Working Outside Your Comfort Zone

by valrac4_a3kqdy
© Samuel Dias

© Samuel Dias

Photo Life is proud to partner with Seneca students to document their journey through the school curriculum. This week Samuel Dias shares about photographing strangers. This is the last Seneca post for this semester; the series will return in the fall.

Class: Photography I
Assignment: 25 Strangers
Student: Samuel Dias
Professor: Ray Steinke

Assignment guidelines: This assignment entailed picking a theme and approaching people in an effort to get 25 portraits of strangers in your chosen theme.

New school, new city, new country and a new language. On top of all that, I found it hard to go back to being a student again after working full-time. Easy in the first weeks, of course, but as the assignments started to come, it got harder. When Ray’s first big assignment came out (25 strangers), it was scary. It was scary in a sense that I would have to deal with strangers. For this assignment, we had to pick a theme and photograph 25 complete strangers that fit our theme. I picked “bearded people.” I tried other themes before, but pretty much everyone I asked to photograph said no, so I decided to change the theme to something “funny” that people were comfortable with, and then I came up with the idea of beards.
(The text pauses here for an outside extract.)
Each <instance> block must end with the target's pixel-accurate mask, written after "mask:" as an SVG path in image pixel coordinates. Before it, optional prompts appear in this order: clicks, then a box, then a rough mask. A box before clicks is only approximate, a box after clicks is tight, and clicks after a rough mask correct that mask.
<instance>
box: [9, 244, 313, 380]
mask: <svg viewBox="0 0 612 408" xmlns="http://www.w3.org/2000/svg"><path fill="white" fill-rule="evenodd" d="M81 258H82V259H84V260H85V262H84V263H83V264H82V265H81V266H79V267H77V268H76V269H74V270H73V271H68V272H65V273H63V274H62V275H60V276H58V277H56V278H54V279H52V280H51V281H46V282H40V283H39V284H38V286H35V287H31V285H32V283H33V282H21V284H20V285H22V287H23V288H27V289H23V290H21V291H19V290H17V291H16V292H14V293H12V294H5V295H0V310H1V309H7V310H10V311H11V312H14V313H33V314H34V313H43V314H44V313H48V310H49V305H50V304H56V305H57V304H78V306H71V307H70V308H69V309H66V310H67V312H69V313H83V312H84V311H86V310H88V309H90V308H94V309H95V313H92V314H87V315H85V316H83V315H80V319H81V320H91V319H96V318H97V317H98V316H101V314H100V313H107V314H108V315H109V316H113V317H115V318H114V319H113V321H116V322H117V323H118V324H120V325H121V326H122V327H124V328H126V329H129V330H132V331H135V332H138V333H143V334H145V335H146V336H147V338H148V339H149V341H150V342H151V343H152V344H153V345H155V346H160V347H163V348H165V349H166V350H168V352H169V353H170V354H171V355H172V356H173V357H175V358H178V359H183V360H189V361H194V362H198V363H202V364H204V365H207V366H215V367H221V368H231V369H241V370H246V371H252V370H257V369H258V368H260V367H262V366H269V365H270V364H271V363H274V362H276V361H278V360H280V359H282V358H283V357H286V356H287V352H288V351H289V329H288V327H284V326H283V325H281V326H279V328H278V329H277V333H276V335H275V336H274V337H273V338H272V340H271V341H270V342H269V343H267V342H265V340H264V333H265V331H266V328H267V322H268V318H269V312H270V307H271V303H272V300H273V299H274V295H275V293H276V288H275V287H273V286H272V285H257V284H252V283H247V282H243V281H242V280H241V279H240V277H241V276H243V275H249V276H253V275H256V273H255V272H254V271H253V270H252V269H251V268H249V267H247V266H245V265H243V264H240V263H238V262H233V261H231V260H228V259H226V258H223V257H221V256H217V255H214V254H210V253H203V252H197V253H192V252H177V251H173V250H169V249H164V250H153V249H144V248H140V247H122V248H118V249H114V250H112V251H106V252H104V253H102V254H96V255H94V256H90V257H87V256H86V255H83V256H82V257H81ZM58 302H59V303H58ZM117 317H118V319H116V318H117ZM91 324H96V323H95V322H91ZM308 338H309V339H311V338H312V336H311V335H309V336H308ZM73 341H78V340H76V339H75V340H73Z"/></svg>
I didn’t know how people in Canada would react if I stopped them in the middle of the street, holding a camera and asking to take a picture of them. Because of that I spent some time just watching people and trying to understand how they behave. I figured out a plan of how to approach people. I knew English, but I wasn’t used to speaking in English all the time, and I was really shy. My approach was to talk as little as possible but to say something funny about the project so it would break the ice right away. That’s how I got to photograph complete strangers.

I really enjoyed doing it, because I was able to see how Canadians behave in such situations, and I realized that is not that hard to ask people to pose for you when you don’t know them. I got to practice English with people I didn’t feel comfortable talking to. I think that this type of assignment (dealing with strangers) should be in every course, especially for international students, so they get used to their new place. It helped me a lot in the first semester, and I think that in the future I may even continue taking pictures of strangers in the street, coming up with a new theme every year.

The Seneca @ York Independent Digital Photography Program is a two-year diploma course that prepares students for a freelance career and provides them with the necessary skill set to work in a multidisciplinary studio.